Dog Bite Injury Attorney in STL
Nearly five million Americans are bitten by dogs every year, and over 365,000 of these victims visit the emergency room for their injuries. Young children and the elderly are among those most commonly hospitalized for dog bite injuries.
Although dog bites can vary in severity, they often result in significant injuries, permanent disfigurement, and, in some cases, death. Even the victims of less-severe bites can suffer from long-term psychological distress and be forced to undergo expensive medical treatments. A 2008 study by the U.S. Department of Health & Human Services concluded that the average medical bill for a dog bite victim was $18,200 in 2008, and that over half of those who were hospitalized for a dog bite required sutures, skin grafts, or wound debridement. Monetary loss related to dog bites exceeds $1 billion annually.
If you or someone you love was bitten by a dog, The Dixon Injury Firm can help. Our St. Louis dog bite lawyers are ready to help you understand your legal options and fight for the justice and fair compensation you deserve. We have recovered over $50 million in case results for injured individuals and the families of those wrongfully killed throughout Missouri. Let our St. Louis personal injury lawyers fight for you, too
Who Is at Fault for a Dog Bite?
Section 273.036.1 of the Missouri Revised Statutes states that the owner of a dog is strictly liable if his or her dog bites you and causes injuries when you are on public or private property on which you are legally allowed to be.

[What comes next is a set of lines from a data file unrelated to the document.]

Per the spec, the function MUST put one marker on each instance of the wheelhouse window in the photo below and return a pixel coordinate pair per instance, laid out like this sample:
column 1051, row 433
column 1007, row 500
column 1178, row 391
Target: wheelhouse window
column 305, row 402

If you are bitten by a dog in the state of Missouri, you may be entitled to file a dog bite claim against the dog owner to cover medical costs, loss of earnings, pain and suffering, and all other bite-related damages. The statute of limitations in Missouri for a dog bite claim is typically five years after the incident; however, it is important that an investigation occurs immediately to ensure the dog does not attack anyone else.
Dog Bites & Children
It comes as no surprise that children have a great affinity for dogs. This affinity is often the driving factor in dog-related child injuries. The Centers for Disease Control and Prevention (CDC) estimates that almost five million people a year are attacked by dogs, with 800,000 of these injuries affecting children. The CDC further estimates that 12 people a year die from being attacked by a dog.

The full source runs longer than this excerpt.